二月六日 出版社が初めて「週刊誌」を創刊したら気が付くと週刊誌ブームの火付け役になっていた件

 日本の出版業界で初めて週刊誌を創刊したのは、昭和三十一年(一九五六年)二月六日発売の週刊新潮だったそうだ。

 今年で実に六十六年というご長寿雑誌である。


 誤解のないように申し添えておくと、それまでも週刊誌自体は存在しており、その先駆け的存在は、戦後間もない昭和二十二年(一九四七年)に遡って「週刊朝日」が誕生したことに端を発していたりする。

 ただし、当時の週刊誌はあくまでも「新聞社」が携わっており、新聞の延長線にある以上「掲載する内容にはある程度のお行儀の良さ」というものが要求される少々お堅いものだったらしい。


 そこに出版社が殴り込み(語弊)をかけたところ、新聞業界では暗黙の了解であった例えば政治に絡むような公にできない事件等の「聖域」にさっくり切り込む記事を手掛けちゃったり、下世話な下ネタを含むゴシップを取り上げる怖いもの知らずの雑誌が出来上がった——という。

 割とギリギリのギリみたいなネタを扱うものだから、時代的にまだまだその手の話題に厳しい監視の目が光っており、真偽の程は定かじゃないが、新潮サイドには警視庁お呼び出し対応専門のお抱え警視庁OBがいたとかいないとか業界内の噂が上がっていたそうだ。


 業界的には「そんなん知っとったし、今更」という裏ネタが世間の人様の目に晒されることになったという点で、非常にセンセーショナルな雑誌となった。

 もちろん、得意分野である連載小説なんかも扱っていたから、すぐに幅広い層に浸透した。

 そして、これを皮切りに怒涛のように出版業界から週刊誌が創刊されることになる。


 拍車をかげたのが、昭和三十三年から三十四年(一九五八年〜五九年)にかけての当時の皇太子殿下(現、上皇様)のご成婚の話題だったりして、テレビ業界と共に週刊誌の売れ行きは鰻登りとなる。
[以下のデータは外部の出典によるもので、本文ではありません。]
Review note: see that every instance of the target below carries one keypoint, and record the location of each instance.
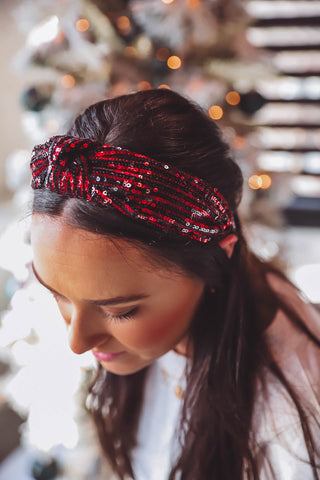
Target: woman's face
(112, 299)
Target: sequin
(175, 200)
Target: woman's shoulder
(276, 425)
 週刊文春や女性自身等の雑誌もこの頃創刊され、また活字だけでなく週刊サンデーやマガジンといった漫画雑誌も続々と創刊されているのがこの時期だ。

 月刊誌を上回る勢いで伸び続け、週刊誌ブームの到来と相なったわけである。


 一九六〇年代に入ると、週間TVガイドや女性セブン、少年ジャンプやプレイボーイ、週刊ポスト等々、テレビ雑誌からコミック、女性誌、男性誌に至るまで多岐にわたって、こんにちもお馴染みの雑誌が続々と登場し、引き続き週刊誌人気は多少の浮き沈みはありながらもコンスタントに続いている。
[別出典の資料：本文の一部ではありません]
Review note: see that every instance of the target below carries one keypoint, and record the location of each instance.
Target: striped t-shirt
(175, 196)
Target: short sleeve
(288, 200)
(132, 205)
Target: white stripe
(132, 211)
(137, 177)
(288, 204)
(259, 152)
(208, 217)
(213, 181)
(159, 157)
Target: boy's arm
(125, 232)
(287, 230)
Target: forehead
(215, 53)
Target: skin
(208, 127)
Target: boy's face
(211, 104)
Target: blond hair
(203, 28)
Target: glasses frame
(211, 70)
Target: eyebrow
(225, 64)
 余談になるが、週刊誌ブームの合間合間に、ちょこちょこ文庫本ブームというものも起こっていたりする。


 戦後の出版業界再建で爆発的に業界が活性化し「お堅い」週刊誌が登場した後、ちょっと冷めた(不況の)時期にコスパ重視の文庫本が注目されるという大小ウェーブが出来ているのは面白い。

 我らが角川文庫が台頭したのは、ちょうど朝鮮戦争勃発前後の時期(一九五〇年前後)と重なる。実は、週刊誌ブームの到来前に第一次文庫ブームが来ていたことになる。

 この時は深刻な紙不足が原因でコスパ重視のコンパクトな本=文庫本の需要が伸びた。


 その後もそれぞれ六〇年代の週刊誌発行横這い時期にはカッパブックス、七〇年代のオイルショック時には講談社文庫や文藝春秋などが起爆剤の役割を担っていたりするのだが、コンスタントに映画やタレントとのタイアップで業績を伸ばして何だかんだ存在感を示しているのが、第一次文庫ブームを牽引した角川だったりするのは実に興味深い。